Background: Coronary artery disease (CAD), the leading cause of mortality globally. Very few studies on Vitamin D receptor (VDR) single-nucleotide polymorphisms in association with CAD were available. The current study explored the association between VDR regions Fok I (rs10735810), Bsm I (rs1544410), ApaI (rs7975232), and Taq I (rs731236) with CAD risk. Methods: A study was conducted on 100 patients with CAD along with control subjects without CAD. Correlation assessed between 1,25-dihydroxy Vitamin D levels and VDR gene polymorphism. Results: The frequency of Genotype Bb was increased (13%) in co-dominant (odds ratio [OR]: 1.95; confidence interval [CI]: 0.96–4.0; P = 0.004) and over-dominant (OR: 2.4; CI: 1.25–4.6; P = 0.0075) models in cases than compared to control. Genotype Aa was increased (13%) in co-dominant (OR: 2.29; CI: 1.3–3.98, P = 0.003) and in over-dominant (OR: 1.72; CI: 1.0–2.8, P = 0.03) models.

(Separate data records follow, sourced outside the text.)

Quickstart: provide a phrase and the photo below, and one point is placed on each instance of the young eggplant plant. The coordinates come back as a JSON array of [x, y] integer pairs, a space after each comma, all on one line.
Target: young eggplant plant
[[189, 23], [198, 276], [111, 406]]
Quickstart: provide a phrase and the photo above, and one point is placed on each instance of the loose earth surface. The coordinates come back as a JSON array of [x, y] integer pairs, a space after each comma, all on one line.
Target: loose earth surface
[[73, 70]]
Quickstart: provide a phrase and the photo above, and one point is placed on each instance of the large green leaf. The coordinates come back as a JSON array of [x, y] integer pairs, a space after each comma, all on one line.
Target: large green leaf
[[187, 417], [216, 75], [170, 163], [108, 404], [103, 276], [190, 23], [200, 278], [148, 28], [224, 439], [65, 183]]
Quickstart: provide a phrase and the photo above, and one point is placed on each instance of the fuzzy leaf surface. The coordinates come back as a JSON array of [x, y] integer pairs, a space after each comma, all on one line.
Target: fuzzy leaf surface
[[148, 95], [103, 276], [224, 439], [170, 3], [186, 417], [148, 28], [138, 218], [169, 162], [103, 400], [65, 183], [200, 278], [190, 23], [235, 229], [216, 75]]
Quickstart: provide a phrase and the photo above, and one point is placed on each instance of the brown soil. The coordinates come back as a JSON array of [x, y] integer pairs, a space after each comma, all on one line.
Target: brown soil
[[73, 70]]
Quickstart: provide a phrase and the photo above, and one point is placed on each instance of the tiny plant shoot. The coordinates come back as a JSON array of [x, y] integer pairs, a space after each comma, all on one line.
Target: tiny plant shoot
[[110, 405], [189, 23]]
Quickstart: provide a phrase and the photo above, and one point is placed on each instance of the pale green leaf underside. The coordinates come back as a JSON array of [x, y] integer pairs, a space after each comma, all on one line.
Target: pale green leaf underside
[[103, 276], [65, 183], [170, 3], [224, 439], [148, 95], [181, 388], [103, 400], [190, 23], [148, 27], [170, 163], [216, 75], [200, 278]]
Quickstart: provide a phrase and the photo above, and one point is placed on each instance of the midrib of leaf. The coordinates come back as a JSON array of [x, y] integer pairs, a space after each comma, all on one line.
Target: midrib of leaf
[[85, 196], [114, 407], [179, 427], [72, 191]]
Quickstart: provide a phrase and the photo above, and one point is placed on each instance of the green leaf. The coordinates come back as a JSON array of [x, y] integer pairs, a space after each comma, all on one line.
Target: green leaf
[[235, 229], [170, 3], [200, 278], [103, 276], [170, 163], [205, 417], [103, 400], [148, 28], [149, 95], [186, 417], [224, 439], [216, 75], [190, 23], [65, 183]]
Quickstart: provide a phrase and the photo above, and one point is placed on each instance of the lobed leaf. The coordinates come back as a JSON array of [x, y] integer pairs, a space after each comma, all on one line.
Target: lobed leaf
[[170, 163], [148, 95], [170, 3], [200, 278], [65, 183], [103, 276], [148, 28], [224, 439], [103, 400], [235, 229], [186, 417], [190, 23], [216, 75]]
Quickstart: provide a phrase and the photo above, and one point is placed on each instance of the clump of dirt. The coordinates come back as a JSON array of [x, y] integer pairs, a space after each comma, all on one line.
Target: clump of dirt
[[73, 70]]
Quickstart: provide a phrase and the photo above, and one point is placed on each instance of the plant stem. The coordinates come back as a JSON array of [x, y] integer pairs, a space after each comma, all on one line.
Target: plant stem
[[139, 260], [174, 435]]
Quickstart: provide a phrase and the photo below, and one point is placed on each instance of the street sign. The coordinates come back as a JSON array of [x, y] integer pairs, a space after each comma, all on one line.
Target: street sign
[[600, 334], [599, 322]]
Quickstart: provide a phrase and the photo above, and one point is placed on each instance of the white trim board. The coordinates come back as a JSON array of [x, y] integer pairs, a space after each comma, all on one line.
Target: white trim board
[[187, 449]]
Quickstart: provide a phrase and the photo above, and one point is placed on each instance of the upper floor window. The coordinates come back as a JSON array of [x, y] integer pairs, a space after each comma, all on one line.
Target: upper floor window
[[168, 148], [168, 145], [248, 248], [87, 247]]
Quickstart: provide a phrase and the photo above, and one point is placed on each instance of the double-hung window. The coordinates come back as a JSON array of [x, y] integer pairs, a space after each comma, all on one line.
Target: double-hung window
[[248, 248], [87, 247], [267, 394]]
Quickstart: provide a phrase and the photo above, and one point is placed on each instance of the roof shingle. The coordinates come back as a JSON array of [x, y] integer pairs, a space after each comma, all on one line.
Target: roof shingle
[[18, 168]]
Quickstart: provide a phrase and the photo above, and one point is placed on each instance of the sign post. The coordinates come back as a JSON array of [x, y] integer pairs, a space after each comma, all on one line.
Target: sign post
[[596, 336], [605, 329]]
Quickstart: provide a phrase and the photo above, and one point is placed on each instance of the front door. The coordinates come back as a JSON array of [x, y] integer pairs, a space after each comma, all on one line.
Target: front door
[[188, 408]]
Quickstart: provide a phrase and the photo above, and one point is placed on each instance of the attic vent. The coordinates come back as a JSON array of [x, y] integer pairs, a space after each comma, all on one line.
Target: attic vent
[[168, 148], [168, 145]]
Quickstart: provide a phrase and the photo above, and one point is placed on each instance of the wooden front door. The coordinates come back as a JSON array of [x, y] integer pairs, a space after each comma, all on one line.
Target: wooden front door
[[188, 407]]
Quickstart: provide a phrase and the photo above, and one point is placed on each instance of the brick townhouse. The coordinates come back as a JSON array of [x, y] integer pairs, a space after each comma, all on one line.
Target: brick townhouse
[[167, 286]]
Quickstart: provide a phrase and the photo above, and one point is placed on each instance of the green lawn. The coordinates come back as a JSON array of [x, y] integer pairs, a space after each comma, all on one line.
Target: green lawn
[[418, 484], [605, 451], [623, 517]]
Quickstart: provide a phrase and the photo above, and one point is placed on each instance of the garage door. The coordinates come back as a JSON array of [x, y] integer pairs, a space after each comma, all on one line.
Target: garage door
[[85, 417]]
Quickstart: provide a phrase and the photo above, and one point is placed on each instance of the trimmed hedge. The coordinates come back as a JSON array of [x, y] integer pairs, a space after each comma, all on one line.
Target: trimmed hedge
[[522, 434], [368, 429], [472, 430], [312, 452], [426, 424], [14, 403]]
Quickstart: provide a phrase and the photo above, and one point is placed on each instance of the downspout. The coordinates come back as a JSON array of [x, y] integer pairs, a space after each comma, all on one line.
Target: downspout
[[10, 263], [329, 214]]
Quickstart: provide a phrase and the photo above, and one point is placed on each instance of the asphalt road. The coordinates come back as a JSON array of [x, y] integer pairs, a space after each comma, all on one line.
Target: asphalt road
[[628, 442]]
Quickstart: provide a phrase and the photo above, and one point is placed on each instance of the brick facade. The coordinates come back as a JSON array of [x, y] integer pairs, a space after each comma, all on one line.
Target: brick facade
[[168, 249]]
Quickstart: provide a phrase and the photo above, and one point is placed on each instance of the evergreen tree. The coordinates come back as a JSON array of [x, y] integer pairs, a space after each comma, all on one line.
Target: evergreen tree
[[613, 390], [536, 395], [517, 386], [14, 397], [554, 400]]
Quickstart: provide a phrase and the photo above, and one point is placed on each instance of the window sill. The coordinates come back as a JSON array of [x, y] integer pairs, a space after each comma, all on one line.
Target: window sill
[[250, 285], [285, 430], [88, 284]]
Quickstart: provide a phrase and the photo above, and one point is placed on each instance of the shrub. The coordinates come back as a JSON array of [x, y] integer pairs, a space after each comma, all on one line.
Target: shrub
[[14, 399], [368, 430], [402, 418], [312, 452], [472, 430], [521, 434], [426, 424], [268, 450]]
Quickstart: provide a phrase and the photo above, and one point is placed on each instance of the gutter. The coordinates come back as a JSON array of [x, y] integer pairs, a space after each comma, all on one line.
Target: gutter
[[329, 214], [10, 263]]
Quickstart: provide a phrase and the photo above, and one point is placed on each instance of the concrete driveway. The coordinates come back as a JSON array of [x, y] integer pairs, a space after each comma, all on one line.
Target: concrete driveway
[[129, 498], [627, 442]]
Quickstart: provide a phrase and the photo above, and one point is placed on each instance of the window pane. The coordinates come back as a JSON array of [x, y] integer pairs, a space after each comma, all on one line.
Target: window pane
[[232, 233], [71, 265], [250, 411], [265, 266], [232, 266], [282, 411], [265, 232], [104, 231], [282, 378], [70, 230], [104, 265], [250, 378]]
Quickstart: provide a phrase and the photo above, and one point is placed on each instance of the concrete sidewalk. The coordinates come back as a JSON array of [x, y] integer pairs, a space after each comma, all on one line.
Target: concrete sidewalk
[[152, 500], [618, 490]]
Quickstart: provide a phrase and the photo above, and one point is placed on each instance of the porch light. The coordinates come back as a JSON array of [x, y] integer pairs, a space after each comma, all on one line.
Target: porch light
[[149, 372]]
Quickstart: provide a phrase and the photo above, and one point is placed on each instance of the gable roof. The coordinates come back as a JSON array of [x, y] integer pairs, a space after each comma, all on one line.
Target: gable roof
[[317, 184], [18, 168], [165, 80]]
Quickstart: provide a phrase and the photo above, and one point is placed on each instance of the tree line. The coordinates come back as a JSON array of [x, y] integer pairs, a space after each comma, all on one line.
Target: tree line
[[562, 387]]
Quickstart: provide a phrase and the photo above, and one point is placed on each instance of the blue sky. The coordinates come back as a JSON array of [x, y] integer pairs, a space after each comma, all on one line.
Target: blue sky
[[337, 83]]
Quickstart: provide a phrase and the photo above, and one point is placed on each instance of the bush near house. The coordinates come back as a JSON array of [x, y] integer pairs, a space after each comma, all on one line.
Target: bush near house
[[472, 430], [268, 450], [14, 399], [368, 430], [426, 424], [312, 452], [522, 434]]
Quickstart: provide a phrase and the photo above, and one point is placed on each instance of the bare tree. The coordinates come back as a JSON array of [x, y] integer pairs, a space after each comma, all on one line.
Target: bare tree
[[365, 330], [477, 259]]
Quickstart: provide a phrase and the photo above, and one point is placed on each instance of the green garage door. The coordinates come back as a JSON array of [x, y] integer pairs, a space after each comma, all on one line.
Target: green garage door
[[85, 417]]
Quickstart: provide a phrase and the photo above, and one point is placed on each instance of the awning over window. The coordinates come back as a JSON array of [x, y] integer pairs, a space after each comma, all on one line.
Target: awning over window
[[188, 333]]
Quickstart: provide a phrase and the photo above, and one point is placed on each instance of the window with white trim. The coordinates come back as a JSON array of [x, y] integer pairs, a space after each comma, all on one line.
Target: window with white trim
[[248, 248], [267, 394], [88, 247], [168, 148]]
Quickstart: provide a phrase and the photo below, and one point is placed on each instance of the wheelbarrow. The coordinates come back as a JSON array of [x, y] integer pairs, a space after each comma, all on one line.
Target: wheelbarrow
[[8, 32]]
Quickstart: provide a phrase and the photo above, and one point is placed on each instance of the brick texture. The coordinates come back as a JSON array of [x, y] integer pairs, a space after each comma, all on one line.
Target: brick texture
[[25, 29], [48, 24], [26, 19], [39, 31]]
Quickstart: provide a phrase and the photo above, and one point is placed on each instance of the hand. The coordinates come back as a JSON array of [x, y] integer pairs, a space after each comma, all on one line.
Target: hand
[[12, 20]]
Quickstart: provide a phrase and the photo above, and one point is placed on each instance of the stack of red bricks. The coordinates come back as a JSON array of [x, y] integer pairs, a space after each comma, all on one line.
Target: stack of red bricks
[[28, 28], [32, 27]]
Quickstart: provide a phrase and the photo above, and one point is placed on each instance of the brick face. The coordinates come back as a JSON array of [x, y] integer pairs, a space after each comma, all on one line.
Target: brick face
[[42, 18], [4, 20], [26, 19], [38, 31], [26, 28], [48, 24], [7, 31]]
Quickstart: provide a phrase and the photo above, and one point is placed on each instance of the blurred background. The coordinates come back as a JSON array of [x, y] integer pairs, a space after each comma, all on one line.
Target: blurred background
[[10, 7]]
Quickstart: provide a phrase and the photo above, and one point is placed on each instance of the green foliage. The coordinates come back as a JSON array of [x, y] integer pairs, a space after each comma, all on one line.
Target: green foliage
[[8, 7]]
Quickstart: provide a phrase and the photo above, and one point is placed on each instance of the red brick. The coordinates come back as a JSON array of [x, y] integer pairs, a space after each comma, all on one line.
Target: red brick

The genotype ff was decreased (11.5%) in co-dominant (OR: 0.18; CI: 0.07–0.48, P = 0.0008) and recessive models (OR: 0.15; CI: 0.08–0.5, P = 0.0003) in cases. VDR Genotypes such as Aa + aa (21%), BB + Bb (14%), Aa (13%), Bb (13%), FF + Ff (12%), Tt + tt (8%), aa (8%), Ff (8%), and tt (8%) were responsible for higher CAD risk. Alleles a (14%), B (8%), and t (8%) lead to higher CAD risk. Serum Vitamin-D levels were lower in “Aa,” Aa + aa, and BB + Bb genotypes, while higher in aa, tt, Tt + tt, bb, FF + Ff and Ff, and Ff genotypes of VDR. Conclusions: Significant association observed between serum Vitamin D levels and Aa + aa of APA 1, Tt + tt of VDR gene (P < 0.001). Deficiency of 1, 25-dihydroxy Vitamin D and the prevalence of APA I, BsmI, Taq1, Fok I polymorphisms are important risk markers for CAD.